The results show that a T-network (Oslo–Gothenburg–Copenhagen and Stockholm–Gothenburg) between the Scandinavian capitals are able to attract passenger volume’s that are comparable to other successful high-speed rail investments in Europe. In general, the long-distance mobility is higher in the Scandinavian countries compared to the European average and this adds up for a lower population density. On the Copenhagen to Oslo corridor, the service is estimated to attract 9.4 million passengers per year – the high-speed rail service between Paris and London counts 9.7 million passengers a year.
Benefits for society will far outweigh the investment required
Our calculations show that state-support is needed, since a pure-private-investment is not profitable without taking into account indirect economic effects that will be difficult to isolate – especially the positive growth effects on intermediate cities and freight transport to move from the roads to the existing rail network. This will increase accessibility, improve traffic safety, and drastically reduce the impact of transport on the environment and climate. Public Private Partnership (PPP) is well-suited for several sub-packages.
This is about connecting Scandinavia’s most important metropolitan areas and knowledge environments and making them into one collective and strong innovation and labour market area. Scandinavia will gain an efficient and sustainable transport system that opens-up the possibility to live in some of Europe’s most attractive areas, while simultaneously gaining access to one of the world’s most exciting labour markets. People could easily live in the Gothenburg region and commute to Norway or Denmark – or vice versa. Companies, organisations, universities and colleges will find it easier to find staff and researchers with the right expertise. All kinds of businesses will be able to establish themselves in attractive locations for reasonable prices. At the same time, the foundations are in place for flexible connections to an improved communications network within the region, as well as joining fast connections to other regions such as Stockholm and Hamburg.

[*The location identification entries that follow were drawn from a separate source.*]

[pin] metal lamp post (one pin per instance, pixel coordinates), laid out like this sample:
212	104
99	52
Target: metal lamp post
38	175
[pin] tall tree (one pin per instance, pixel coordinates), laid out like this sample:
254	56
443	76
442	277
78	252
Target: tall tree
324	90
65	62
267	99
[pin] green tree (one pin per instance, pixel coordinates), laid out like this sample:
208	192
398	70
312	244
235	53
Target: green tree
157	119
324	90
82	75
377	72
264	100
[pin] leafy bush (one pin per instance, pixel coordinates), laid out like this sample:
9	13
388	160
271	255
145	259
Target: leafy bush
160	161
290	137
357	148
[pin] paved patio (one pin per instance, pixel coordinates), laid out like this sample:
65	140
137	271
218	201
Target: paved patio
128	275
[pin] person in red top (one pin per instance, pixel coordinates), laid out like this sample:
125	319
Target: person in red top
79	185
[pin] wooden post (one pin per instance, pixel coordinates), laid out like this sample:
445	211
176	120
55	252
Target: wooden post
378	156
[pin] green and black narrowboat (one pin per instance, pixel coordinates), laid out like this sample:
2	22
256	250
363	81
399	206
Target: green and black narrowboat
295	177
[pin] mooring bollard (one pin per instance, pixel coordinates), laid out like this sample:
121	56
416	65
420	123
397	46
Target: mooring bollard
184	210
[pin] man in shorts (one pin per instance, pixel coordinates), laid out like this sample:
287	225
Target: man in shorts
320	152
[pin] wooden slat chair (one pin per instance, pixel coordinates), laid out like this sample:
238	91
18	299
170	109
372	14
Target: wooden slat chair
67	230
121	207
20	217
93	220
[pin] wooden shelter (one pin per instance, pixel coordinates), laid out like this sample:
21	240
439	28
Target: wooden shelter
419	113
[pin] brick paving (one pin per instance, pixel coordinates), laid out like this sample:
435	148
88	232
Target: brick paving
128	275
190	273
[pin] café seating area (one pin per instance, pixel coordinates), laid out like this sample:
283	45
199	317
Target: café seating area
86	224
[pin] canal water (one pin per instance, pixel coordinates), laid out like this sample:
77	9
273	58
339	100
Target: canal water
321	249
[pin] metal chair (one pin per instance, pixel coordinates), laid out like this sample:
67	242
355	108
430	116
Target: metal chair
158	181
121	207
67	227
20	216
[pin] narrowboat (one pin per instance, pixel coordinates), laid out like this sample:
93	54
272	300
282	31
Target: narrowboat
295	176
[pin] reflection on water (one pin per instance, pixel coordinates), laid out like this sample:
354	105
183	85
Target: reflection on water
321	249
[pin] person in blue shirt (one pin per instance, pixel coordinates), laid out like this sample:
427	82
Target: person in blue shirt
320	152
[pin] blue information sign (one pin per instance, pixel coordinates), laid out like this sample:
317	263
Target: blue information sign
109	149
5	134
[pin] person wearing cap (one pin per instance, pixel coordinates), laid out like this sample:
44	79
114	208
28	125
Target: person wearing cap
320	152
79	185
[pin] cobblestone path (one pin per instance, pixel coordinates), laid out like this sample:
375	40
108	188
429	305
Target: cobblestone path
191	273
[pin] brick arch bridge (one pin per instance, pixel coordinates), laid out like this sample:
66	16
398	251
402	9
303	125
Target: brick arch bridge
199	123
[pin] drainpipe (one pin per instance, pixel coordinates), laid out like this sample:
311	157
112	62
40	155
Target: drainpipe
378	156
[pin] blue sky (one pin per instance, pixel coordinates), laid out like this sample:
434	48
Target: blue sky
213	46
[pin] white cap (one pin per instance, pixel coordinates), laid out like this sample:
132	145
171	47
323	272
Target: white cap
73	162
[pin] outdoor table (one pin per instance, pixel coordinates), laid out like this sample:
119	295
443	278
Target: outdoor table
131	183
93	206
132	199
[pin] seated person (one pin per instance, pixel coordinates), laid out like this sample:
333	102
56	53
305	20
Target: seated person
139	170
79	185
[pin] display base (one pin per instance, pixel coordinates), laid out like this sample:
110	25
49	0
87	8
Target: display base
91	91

Mega-region potentials can only be translated into benefits if we jointly take action. A cross-border high-speed rail connection including improved regional trains as well as freight trains is a very robust strategy in order to realise the mega-region potential in a sustainable way.
- Gunnar Malm, SOU 2009:74
Floire Nathanael Daub is Project Manager for The Scandinavian 8 Million City Project. He is educated as an Architect/Urban Planner and specialises in the relation between transport-infrastructure and urban development. Before joining the public transportation sector, he co- founded Futureproof, dedicated to city master-planning, and on several occasions has been teaching at The Oslo School of Architecture and Design. His work career started at the architecture office Space Group.